Kitlelerde ve yoldaşlarda bu yanlış tutum sonucu oluşmaya başlayan güvensizliğin durdurulması ve özgür gelecek umuduna bağlılığın güçlendirilmesi için bu yaşanan saldırılara ve işgallere son verilmelidir. Sorunlar devrimci tarzda ve onun en güzel örneği Partizan kültürü ile ideolojik- politik yollardan ve hukuki süreçler sağlıklı işletilerek çözülmelidir.

 

“Bu süreç bağrında kültür devrimin potansiyelini de taşımaktadır”

Bu kabul edilemez saldırılar ve ayrışmalar birden bire oluşmuş değildir. Yıllardır işletilmeyen mekanizmalar sorunları kangren haline getirmiştir. çözüm arayışları ve farklı sesler bastırılmıştır. “Kol kırılır yen içinde kalır” anlayışı ile yetkileri elinde tutanların yanlış yöntemlerinin alışkanlığa dönüşmesinin önü açılmıştır. Sol sekterlik ve psikolojik şiddet sıradanlaşırken, bugün karşımıza bunun sonucu olarak devrimcilere ve kadınlara fiziki şiddet uygulamayı “normalleştirmiş” bir anlayış çıkmıştır. Buna benzer farklı tıkanıklık biçimleri dünya ve ülke sınıf örgütlerinin bir gerçeği olsa da komünist öncümü bu sorunlardan bir daha tekrarlanmamak üzere kurtulmalıdır.

Ayrıca yaşanan bu sorunları ifadelendirirken dogmatizmin bizi soluksuz bırakan yöntemlerine tepki duymakla sınırlı da kalmamalıyız. Zira, bu süreç bağrında aynı zamanda kültür devrimin potansiyelini de taşımaktadır. Asıl önemli olan ve yoğunlaşılması gereken boyutu da budur. Statükoları aşağıdan yukarıya parçalama gücüne sahip bu kültür devriminin ebesi ise son yıllarda devrimin ihtiyaçlarına dönük yakalamaya başladığımız yeni şeyler olacaktır. Bu sıcak temasın öncüsü ise esasta kolektifin kadınlarıdır.

“Mücadele bağrında örgütü dönüştürecek kadın aydınlanmasını taşımaktadır”

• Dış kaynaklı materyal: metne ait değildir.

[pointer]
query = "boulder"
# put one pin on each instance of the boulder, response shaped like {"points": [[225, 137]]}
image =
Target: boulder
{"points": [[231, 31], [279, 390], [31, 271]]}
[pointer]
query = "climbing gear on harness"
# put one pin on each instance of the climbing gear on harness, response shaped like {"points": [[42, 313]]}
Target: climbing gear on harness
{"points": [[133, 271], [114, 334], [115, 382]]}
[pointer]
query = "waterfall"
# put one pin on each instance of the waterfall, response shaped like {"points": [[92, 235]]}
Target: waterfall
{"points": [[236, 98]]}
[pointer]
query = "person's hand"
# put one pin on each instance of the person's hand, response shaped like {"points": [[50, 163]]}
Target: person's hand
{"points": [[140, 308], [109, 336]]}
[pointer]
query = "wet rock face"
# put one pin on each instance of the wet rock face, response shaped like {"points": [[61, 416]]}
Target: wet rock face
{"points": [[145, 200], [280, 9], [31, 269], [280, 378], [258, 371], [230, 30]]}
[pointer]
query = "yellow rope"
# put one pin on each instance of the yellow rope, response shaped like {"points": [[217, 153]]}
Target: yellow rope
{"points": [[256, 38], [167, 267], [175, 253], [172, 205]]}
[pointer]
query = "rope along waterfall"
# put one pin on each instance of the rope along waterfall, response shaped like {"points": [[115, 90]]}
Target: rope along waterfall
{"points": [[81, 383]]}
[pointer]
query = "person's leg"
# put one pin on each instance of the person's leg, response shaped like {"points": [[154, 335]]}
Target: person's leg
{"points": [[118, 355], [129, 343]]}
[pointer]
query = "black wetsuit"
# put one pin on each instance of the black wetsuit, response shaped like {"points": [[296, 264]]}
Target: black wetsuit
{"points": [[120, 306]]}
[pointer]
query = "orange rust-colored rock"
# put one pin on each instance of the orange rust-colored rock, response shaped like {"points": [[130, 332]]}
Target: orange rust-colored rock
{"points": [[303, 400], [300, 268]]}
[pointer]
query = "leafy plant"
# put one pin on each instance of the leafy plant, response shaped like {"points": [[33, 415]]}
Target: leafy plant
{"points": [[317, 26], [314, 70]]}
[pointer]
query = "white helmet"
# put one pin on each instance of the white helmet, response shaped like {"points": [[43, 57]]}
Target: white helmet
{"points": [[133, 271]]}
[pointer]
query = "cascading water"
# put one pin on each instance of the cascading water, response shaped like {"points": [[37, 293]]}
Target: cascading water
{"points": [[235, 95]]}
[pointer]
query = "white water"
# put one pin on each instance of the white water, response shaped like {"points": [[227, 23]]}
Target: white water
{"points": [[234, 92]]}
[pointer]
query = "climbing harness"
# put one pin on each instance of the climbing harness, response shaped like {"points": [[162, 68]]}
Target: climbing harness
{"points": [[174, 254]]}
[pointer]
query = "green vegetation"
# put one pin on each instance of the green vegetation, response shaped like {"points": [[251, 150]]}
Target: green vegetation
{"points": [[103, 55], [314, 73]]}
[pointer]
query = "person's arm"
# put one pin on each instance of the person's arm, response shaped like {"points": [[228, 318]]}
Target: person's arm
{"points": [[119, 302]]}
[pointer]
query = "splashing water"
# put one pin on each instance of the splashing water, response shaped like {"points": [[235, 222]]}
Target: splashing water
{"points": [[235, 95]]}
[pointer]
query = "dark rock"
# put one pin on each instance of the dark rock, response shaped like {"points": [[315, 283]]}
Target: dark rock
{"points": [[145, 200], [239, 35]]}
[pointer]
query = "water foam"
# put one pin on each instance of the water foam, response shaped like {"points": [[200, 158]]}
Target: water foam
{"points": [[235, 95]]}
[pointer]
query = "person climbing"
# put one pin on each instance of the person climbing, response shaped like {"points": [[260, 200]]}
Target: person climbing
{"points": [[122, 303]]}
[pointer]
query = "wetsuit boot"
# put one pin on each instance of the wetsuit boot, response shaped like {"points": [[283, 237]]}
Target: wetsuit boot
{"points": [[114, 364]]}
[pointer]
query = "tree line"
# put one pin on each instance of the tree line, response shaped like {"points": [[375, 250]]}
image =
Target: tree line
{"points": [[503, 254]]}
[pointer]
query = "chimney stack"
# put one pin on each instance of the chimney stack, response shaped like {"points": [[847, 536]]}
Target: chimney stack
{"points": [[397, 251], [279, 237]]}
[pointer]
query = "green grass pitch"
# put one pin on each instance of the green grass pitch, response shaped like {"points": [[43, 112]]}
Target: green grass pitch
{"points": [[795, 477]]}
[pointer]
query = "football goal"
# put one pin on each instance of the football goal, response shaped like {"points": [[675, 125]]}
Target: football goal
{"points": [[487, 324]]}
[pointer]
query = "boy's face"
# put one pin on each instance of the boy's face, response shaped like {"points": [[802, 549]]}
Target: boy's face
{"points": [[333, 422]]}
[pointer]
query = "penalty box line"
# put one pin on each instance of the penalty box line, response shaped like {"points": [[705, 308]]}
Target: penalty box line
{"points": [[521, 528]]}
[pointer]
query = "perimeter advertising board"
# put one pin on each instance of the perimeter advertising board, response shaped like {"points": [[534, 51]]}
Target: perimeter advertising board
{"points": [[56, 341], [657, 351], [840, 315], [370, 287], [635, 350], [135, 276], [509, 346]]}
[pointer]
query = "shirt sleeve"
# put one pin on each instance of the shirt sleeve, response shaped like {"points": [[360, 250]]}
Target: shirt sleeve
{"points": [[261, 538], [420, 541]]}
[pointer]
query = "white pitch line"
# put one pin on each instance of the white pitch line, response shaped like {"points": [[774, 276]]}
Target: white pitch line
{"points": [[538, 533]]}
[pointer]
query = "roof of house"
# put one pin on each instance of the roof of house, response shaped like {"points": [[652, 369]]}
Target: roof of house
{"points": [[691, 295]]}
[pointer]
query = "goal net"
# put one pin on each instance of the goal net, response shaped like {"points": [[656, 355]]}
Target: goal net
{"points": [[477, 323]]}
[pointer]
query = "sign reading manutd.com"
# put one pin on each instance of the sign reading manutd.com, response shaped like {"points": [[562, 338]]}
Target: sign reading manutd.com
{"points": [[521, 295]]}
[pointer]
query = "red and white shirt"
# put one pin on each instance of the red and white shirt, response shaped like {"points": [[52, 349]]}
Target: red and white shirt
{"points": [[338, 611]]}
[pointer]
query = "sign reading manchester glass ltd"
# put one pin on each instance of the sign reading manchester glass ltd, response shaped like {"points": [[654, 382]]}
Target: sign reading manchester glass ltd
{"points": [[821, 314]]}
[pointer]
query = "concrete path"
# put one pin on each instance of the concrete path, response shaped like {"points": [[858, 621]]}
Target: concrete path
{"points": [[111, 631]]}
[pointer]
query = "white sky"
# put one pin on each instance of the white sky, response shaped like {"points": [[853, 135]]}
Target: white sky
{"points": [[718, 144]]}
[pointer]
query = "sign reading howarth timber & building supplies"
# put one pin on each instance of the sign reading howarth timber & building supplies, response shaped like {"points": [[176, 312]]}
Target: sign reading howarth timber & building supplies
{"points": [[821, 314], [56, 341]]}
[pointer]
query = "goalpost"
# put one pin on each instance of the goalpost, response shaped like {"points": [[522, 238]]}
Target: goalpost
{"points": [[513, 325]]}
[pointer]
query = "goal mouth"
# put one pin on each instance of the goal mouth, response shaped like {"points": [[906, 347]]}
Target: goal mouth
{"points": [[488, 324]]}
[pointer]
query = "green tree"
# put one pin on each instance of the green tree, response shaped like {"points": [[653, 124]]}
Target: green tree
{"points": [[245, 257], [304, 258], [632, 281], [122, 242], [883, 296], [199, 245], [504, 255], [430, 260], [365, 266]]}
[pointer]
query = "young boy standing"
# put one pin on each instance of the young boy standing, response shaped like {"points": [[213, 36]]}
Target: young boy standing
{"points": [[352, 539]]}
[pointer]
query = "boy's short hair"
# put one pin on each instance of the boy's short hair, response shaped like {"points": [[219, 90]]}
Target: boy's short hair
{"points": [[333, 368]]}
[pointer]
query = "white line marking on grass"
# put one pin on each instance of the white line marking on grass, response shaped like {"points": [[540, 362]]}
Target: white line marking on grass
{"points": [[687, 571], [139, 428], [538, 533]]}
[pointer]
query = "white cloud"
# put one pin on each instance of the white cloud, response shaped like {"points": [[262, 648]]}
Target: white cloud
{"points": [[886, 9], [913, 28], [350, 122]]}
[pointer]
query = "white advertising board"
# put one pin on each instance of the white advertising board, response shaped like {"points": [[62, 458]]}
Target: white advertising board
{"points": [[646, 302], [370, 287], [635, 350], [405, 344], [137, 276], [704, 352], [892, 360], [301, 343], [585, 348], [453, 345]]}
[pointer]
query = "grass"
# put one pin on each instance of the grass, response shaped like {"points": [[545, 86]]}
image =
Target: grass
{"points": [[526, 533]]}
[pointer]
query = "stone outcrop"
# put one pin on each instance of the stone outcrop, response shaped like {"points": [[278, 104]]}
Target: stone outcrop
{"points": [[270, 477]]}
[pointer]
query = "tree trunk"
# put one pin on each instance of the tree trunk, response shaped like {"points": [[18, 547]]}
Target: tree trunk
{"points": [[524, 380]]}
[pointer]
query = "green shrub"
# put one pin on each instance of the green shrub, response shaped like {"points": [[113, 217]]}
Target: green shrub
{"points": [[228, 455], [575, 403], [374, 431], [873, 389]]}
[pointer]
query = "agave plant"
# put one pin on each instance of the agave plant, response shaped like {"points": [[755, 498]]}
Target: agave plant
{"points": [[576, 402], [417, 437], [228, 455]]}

Birçok sınıf hareketinde olduğu gibi bizde de “eşitlik” adı altında yıllarca cins körü siyaset izlenmiştir. Erk dili, kültürü, yöntemi ile yapılan siyaset kadının özne olarak kitlesel katılımına izin vermediği gibi kadın devrimi gerçeğine de aykırıdır. “Makbul” ve sembolik katılımlarla sınırlı siyaset yapma biçim ise kadınlar tarafından artık kabul edilebilir değildir! Zira kadınlar bu aşamaya gelirken bile tüm engellere rağmen özgür politika üretebilmeyi başarmıştır. Kısa zamanda statükonun dışına çıkabilen kadın politikaları değişimi ihtiyaç gören kadın, erkek, LGBTİ yoldaşlara güç ve umut vermiştir. İktidarları sarsılanların buna karşılık vermemeleri beklenemezdi. Zira sürecin sarsıntısız, çatışmasız yaşanması değişim değil kadınların yenilgisinin işareti olurdu. Fakat yoldaşlara uygulanan şiddet ve işgaller asla bu mücadelenin bir parçası olamaz! Olmamalıydı! Her ne gerekçeyle olursa olsun ilkelerden uzaklaşılarak kazanılacak zafer de gerçek bir zafer olmayacaktır. Değerli ve kalıcı olan değişerek-değiştirerek, demokrasinin işletilmesiyle yaratılacak en geniş birliktir.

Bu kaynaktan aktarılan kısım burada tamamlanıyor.